Greene, who missed her entire junior season at Atlanta’s St. Francis High and all of her first year at Miami, appreciated Meier’s words.

But there was no way she was quitting.

It’s a good thing for Miami that she’s so resilient because after producing little during her first three years, Greene has emerged as one of Miami’s best shooters and a leader off the bench.

While averaging just 18 minutes a game, Greene is shooting a team-best 42.6 percent on three-pointers (20 of 47). Her scoring average is 6.6 points.

Greene said the thought of quitting “did run through my mind” last season when she missed 17 games.

“But I never seriously considered it,” Greene said. “How can I leave when [Meier] opened the door for me? It’s about loyalty. [Meier] brought me here for a reason, and I’m here to fulfill that reason.”

Right now, that reason, primarily, is to hit three-pointers off the bench.

“She’s such a good story,” Meier said. “I remember being sad, just as a human being, last season when she hurt her knee, thinking, ‘How is this kid going to come back from this?’ 

Greene was one of three terrific guards Meier signed as part of the 2013 recruiting class. Adrienne Motley, from Virginia, was ranked No. 27 by espnw.com, Greene was No. 41, and Jessica Thomas, from Gainesville, was not in the top 100 but has already started 80 games at Miami.

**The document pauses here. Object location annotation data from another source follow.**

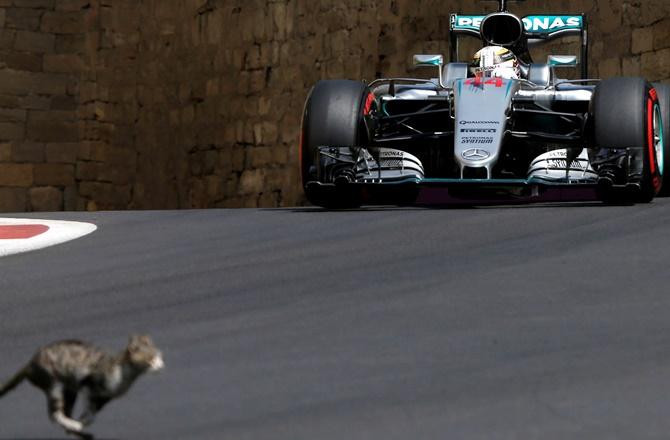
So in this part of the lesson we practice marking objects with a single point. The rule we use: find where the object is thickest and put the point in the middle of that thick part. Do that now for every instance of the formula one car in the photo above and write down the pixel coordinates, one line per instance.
(497, 127)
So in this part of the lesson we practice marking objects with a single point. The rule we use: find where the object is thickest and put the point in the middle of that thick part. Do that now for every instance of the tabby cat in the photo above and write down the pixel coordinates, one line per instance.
(63, 369)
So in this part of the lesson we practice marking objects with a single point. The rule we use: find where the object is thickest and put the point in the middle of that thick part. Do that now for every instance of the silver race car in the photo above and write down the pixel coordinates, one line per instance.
(497, 127)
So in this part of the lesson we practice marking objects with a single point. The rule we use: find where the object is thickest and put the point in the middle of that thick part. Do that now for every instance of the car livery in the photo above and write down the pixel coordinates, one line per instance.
(485, 138)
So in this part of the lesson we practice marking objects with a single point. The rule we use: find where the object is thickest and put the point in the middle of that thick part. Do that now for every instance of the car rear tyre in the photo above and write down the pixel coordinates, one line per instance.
(333, 116)
(627, 117)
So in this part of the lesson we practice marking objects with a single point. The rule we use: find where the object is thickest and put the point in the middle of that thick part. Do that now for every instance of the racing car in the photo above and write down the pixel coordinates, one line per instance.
(495, 127)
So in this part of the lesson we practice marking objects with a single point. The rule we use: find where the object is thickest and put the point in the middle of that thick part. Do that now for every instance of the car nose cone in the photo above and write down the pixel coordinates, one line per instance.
(475, 154)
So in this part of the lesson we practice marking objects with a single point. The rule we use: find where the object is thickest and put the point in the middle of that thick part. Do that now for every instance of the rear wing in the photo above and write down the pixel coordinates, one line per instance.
(537, 28)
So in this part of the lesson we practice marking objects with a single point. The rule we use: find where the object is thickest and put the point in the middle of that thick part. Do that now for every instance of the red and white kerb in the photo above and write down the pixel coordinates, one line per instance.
(24, 235)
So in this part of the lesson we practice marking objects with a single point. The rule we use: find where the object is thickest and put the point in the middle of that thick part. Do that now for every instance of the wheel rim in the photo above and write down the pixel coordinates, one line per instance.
(658, 138)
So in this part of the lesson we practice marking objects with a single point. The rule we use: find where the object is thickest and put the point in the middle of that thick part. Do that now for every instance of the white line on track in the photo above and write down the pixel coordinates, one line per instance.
(58, 232)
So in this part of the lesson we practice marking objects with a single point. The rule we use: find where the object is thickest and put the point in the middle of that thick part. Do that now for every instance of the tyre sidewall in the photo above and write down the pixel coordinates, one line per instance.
(332, 116)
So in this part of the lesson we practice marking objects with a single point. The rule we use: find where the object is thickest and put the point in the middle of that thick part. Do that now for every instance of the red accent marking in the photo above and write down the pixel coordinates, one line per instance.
(478, 81)
(10, 232)
(650, 135)
(368, 103)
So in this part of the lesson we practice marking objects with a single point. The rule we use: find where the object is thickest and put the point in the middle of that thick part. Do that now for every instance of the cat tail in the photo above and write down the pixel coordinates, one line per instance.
(14, 381)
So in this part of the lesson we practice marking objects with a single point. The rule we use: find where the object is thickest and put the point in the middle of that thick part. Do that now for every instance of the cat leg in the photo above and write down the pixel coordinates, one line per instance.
(70, 399)
(95, 404)
(57, 410)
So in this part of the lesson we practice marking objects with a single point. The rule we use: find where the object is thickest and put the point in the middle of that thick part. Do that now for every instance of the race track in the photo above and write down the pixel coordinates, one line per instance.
(526, 322)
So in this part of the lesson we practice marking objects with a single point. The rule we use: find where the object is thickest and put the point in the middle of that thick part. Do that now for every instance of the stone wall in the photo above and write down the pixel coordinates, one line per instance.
(147, 104)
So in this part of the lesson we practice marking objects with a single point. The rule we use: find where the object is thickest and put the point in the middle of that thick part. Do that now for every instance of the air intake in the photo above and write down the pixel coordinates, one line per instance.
(501, 29)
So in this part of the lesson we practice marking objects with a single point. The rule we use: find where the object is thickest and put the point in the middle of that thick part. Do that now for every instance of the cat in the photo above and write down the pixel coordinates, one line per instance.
(64, 368)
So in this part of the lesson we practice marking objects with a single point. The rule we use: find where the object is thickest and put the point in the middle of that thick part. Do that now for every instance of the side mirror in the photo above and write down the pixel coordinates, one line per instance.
(562, 60)
(430, 61)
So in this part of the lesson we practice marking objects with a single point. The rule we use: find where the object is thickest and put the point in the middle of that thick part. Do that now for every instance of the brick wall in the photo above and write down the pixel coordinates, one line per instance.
(143, 104)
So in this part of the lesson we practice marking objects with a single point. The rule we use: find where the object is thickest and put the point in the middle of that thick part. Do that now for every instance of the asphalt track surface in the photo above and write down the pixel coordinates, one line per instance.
(527, 322)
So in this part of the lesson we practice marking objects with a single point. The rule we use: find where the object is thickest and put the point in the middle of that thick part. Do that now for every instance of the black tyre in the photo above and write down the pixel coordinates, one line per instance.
(626, 117)
(333, 115)
(663, 91)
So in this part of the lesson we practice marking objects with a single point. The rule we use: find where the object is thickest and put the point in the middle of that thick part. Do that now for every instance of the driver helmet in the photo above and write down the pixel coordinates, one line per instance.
(495, 62)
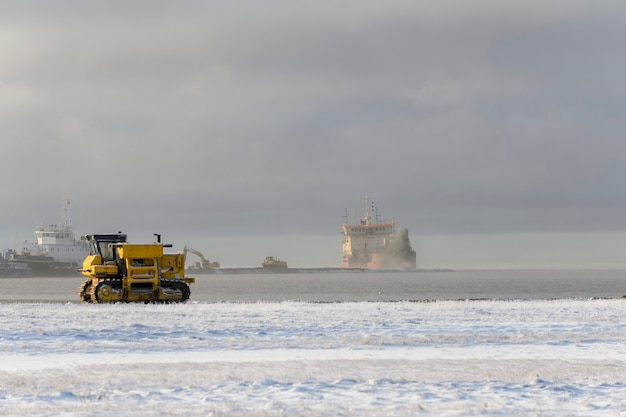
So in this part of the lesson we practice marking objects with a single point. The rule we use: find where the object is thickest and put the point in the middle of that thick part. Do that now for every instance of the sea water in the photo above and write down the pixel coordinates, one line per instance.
(360, 286)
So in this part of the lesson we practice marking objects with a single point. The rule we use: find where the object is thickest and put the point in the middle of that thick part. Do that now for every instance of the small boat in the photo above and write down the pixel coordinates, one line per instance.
(272, 262)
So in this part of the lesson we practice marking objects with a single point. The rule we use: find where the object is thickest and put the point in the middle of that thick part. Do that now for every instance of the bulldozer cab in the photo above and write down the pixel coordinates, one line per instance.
(101, 245)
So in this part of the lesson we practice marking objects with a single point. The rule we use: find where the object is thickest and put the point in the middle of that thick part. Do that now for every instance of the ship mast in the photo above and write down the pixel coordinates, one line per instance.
(366, 218)
(67, 226)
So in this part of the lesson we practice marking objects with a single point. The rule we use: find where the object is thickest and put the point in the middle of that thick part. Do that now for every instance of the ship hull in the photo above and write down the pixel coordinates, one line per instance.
(46, 266)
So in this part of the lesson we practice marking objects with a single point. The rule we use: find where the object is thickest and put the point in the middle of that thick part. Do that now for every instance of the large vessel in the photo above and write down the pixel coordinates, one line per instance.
(56, 250)
(375, 244)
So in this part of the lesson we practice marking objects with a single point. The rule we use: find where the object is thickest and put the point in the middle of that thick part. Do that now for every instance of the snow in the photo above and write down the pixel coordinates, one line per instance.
(488, 357)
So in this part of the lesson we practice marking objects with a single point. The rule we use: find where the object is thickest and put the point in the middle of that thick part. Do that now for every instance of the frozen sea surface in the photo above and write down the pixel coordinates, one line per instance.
(503, 357)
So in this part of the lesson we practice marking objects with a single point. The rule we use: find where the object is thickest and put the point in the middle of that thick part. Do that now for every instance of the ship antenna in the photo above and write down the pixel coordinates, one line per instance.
(66, 217)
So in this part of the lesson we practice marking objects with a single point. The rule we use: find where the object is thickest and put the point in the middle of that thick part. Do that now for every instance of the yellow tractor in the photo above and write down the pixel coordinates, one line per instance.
(121, 271)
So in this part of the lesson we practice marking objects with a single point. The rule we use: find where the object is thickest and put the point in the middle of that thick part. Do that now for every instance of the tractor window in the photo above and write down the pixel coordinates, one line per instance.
(107, 252)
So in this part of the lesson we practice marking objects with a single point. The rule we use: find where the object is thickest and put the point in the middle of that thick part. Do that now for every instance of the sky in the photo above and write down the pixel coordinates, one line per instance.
(492, 130)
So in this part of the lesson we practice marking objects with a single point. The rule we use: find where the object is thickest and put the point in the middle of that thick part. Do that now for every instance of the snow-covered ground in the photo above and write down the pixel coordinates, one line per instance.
(557, 358)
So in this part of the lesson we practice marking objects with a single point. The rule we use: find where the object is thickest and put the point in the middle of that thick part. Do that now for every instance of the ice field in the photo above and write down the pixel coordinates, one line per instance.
(509, 357)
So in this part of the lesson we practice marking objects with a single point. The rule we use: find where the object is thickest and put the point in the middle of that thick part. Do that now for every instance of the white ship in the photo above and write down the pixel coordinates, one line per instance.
(56, 250)
(376, 244)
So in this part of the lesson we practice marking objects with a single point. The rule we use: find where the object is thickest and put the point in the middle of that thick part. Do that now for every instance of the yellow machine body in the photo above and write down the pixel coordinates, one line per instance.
(119, 271)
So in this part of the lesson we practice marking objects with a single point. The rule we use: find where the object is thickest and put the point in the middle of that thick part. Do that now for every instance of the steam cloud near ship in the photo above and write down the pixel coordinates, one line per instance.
(376, 244)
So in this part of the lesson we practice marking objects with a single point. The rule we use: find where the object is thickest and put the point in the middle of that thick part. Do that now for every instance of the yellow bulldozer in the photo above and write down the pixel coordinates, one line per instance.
(119, 271)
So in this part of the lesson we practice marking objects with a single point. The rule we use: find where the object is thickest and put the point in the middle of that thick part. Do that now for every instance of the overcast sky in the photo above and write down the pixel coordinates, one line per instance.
(493, 130)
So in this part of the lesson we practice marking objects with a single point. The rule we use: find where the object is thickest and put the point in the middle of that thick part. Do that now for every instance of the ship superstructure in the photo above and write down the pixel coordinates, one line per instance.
(56, 249)
(374, 243)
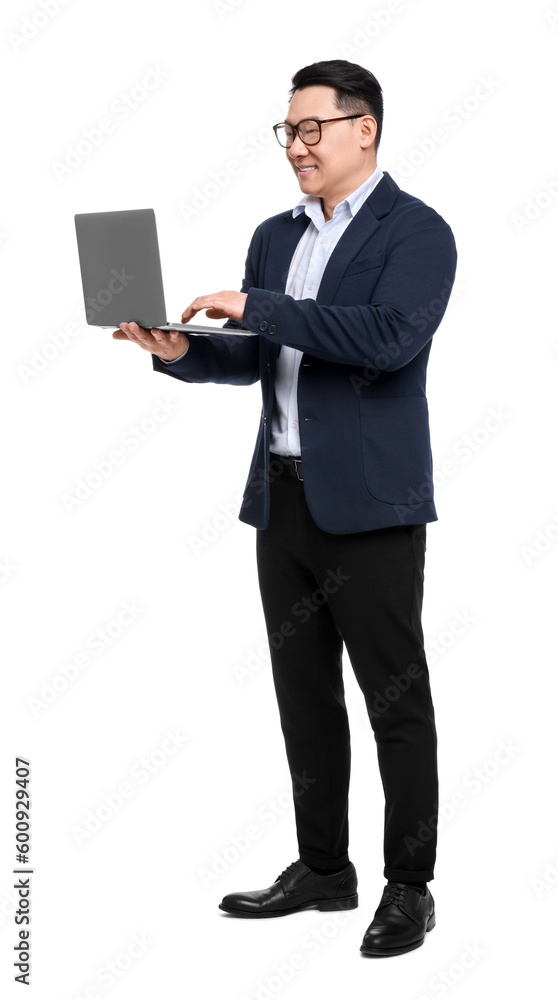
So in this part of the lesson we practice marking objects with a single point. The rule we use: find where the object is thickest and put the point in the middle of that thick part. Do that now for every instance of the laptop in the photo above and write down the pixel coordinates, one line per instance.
(121, 272)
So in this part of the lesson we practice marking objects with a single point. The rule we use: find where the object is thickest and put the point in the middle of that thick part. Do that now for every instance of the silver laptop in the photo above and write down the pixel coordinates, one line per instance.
(121, 272)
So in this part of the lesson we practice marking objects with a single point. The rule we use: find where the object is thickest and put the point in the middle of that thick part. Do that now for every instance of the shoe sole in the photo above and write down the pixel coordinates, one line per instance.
(386, 952)
(343, 903)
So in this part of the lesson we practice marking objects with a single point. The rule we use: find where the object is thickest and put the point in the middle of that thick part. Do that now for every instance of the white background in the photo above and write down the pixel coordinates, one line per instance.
(69, 393)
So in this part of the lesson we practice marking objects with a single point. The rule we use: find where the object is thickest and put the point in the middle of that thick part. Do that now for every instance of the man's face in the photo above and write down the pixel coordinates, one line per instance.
(340, 162)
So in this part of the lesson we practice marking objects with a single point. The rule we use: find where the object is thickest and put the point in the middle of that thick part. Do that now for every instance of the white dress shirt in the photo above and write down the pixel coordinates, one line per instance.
(314, 249)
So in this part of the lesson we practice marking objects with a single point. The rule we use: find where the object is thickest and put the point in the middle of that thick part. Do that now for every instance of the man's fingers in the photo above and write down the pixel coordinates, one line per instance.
(216, 314)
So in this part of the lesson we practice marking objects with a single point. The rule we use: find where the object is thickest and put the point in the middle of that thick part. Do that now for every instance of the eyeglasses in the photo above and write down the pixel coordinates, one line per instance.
(309, 130)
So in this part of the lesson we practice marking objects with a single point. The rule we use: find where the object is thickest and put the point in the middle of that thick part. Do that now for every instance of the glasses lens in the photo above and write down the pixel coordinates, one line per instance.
(284, 134)
(309, 132)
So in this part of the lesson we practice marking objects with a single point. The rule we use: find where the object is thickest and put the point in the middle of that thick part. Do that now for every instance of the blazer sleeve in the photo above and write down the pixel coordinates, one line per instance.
(223, 359)
(404, 309)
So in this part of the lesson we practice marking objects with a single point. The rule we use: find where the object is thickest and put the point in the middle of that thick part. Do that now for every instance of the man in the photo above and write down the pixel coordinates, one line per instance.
(345, 292)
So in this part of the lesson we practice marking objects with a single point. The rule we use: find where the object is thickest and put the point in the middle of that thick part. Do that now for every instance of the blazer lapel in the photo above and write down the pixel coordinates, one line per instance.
(357, 233)
(283, 242)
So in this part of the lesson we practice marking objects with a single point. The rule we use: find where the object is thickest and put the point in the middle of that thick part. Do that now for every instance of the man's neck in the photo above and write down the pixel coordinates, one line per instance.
(329, 205)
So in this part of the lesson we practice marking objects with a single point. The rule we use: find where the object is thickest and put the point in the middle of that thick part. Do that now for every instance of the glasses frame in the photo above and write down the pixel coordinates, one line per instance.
(319, 123)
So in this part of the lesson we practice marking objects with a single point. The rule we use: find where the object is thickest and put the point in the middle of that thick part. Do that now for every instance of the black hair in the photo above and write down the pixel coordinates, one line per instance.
(356, 88)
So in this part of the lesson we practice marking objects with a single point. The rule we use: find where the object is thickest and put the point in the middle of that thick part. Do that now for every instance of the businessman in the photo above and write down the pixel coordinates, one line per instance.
(345, 291)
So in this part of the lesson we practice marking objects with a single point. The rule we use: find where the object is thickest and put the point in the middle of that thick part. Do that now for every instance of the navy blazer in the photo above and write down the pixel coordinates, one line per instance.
(363, 413)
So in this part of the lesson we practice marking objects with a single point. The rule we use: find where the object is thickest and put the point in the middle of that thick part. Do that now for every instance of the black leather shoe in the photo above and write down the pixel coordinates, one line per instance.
(400, 922)
(296, 888)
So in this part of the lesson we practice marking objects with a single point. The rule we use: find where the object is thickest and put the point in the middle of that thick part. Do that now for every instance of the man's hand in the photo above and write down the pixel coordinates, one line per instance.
(166, 345)
(220, 305)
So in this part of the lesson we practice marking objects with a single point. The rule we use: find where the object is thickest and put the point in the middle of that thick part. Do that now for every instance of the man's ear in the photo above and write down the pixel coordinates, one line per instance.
(368, 129)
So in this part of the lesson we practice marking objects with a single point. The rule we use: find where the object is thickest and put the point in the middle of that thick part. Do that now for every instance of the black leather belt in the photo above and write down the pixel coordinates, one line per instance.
(292, 466)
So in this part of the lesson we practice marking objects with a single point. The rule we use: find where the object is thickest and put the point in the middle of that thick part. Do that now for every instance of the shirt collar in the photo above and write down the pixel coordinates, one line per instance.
(352, 203)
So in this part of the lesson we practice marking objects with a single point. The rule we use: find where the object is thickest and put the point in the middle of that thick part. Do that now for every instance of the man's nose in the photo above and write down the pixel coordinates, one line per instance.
(297, 148)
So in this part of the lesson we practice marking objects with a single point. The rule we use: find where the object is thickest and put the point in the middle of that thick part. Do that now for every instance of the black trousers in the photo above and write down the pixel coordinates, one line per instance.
(320, 590)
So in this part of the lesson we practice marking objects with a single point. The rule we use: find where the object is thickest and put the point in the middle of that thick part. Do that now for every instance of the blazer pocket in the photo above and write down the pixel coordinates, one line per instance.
(396, 455)
(365, 264)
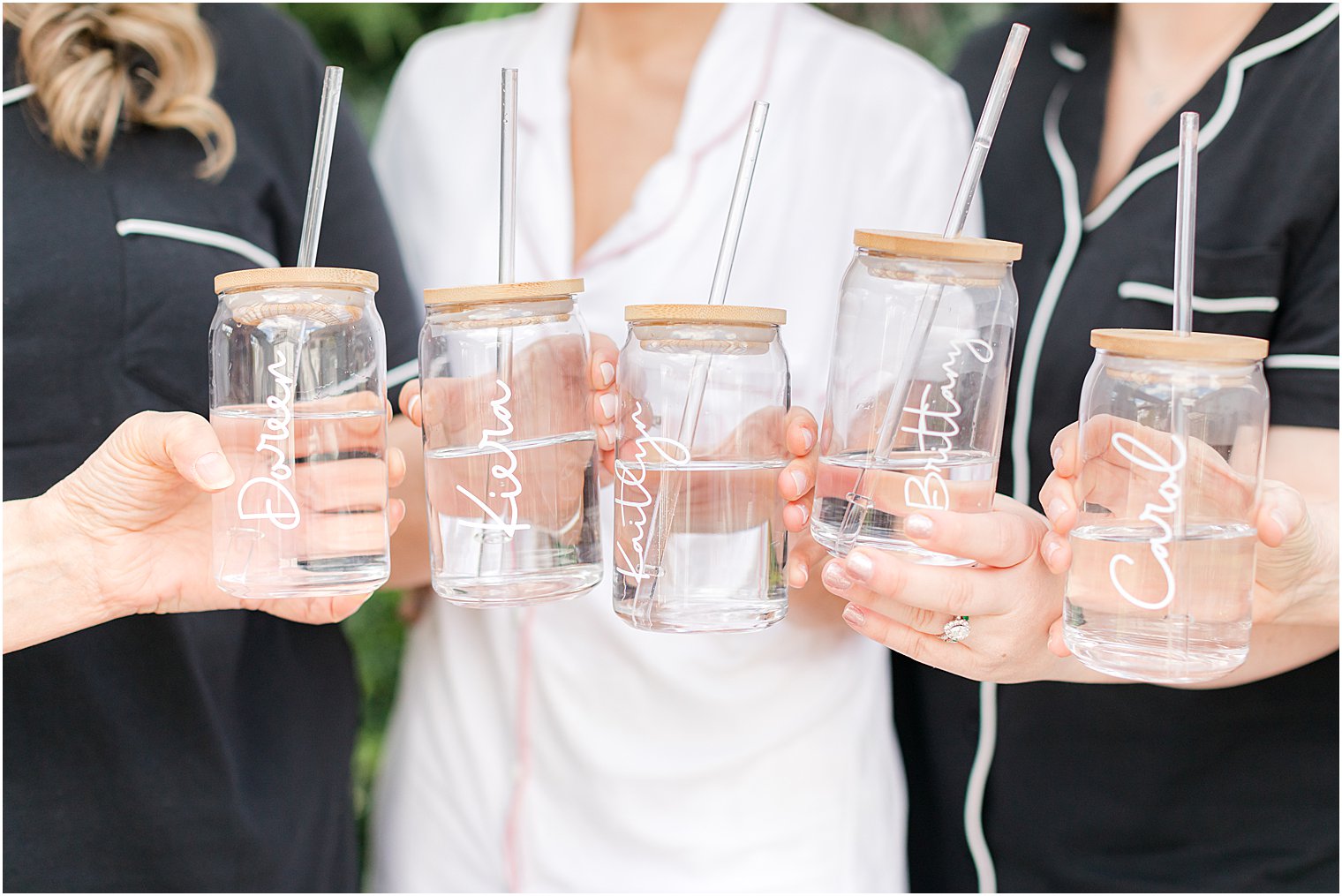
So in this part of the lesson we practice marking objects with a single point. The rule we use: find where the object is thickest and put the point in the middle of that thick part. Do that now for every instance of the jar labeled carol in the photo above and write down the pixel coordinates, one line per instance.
(699, 542)
(298, 397)
(1172, 440)
(916, 388)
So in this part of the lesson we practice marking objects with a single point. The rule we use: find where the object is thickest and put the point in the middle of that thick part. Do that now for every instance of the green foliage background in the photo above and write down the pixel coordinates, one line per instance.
(369, 39)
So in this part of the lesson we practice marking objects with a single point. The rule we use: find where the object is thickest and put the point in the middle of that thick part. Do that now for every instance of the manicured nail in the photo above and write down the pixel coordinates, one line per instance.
(833, 577)
(859, 566)
(808, 440)
(918, 526)
(1057, 508)
(212, 470)
(1282, 521)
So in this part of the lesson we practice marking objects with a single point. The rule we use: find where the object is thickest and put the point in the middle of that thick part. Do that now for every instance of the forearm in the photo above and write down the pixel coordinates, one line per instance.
(1311, 596)
(410, 544)
(49, 588)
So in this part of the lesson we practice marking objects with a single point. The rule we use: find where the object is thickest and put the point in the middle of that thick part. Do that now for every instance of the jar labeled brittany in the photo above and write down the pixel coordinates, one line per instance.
(1172, 446)
(699, 542)
(916, 387)
(509, 448)
(298, 397)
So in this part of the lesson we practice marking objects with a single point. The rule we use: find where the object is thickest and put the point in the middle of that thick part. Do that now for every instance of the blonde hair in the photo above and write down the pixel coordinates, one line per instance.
(97, 64)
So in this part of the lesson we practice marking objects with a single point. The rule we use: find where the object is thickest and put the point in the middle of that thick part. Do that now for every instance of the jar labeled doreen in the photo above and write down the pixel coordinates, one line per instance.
(298, 397)
(699, 542)
(509, 447)
(1172, 446)
(916, 387)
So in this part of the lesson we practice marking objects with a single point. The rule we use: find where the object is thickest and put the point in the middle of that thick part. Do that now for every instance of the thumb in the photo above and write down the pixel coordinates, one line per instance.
(183, 441)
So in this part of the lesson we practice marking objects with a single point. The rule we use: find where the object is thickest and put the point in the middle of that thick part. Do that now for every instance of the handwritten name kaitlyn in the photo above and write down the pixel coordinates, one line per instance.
(937, 429)
(509, 487)
(632, 496)
(279, 506)
(1156, 513)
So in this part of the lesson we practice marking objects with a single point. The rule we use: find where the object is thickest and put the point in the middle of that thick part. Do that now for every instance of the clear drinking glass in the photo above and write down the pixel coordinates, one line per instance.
(699, 544)
(298, 397)
(939, 447)
(1172, 444)
(509, 448)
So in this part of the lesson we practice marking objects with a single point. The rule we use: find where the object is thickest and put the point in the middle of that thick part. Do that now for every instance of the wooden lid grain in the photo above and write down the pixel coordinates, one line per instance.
(705, 314)
(931, 245)
(501, 291)
(1165, 343)
(273, 276)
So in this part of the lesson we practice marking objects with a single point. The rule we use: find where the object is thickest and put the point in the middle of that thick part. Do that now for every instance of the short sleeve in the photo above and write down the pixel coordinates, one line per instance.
(1302, 364)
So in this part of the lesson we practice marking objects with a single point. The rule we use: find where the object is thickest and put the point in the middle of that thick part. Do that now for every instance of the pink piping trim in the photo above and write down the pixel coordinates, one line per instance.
(511, 848)
(696, 159)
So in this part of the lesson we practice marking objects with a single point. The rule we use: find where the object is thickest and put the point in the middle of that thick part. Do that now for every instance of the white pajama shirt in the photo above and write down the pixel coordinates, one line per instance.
(557, 749)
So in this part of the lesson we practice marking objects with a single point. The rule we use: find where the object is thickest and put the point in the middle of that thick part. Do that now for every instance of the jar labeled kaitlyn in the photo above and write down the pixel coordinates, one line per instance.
(916, 388)
(510, 460)
(1172, 444)
(699, 542)
(298, 397)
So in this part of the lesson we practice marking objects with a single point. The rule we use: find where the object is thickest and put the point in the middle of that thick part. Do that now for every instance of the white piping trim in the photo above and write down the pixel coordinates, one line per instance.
(15, 94)
(199, 235)
(1066, 56)
(1216, 124)
(1302, 361)
(1047, 298)
(975, 836)
(402, 373)
(1164, 296)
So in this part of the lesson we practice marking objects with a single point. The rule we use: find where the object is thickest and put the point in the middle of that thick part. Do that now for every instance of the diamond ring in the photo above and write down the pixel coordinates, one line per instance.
(956, 630)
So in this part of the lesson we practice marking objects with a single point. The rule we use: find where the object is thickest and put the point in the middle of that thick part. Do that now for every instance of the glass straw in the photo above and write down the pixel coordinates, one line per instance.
(321, 167)
(312, 232)
(859, 503)
(1185, 222)
(665, 502)
(508, 245)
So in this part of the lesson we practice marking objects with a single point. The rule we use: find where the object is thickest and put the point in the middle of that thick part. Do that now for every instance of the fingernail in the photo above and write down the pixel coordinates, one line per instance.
(833, 577)
(212, 470)
(918, 526)
(1282, 521)
(1057, 508)
(859, 566)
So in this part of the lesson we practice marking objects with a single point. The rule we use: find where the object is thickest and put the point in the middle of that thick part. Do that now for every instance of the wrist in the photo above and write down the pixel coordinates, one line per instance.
(49, 584)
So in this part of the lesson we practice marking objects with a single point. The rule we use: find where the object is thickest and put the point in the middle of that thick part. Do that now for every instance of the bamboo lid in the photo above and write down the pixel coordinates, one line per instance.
(1165, 343)
(273, 276)
(502, 291)
(705, 314)
(931, 245)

But Greene got injured in practice before she got a chance to play even one game during her first year in Miami.

Despite the injuries, Greene has shown she’s made out of tough rubber instead of breakable glass, Meier said, and now she’s finally producing.

“I’m blessed,” said Greene, who is majoring in electronic media with a minor in advertising. “I’m going to be able to graduate college with no debt and have ‘Miami’ on my diploma. It’s a blessing.”

BARRY UNIVERSITY

The Bucs’ men’s basketball team, 9-1 and ranked 10th in the nation in NCAA Division II, is getting a boost from newcomer Sawyer Glick, a 6-4 sophomore guard from Indiana.

Despite starting just one game, Glick is the team’s third-leading scorer (13.1). He is shooting 91.7 percent on free throws and 49.2 percent on three-pointers (32 of 65).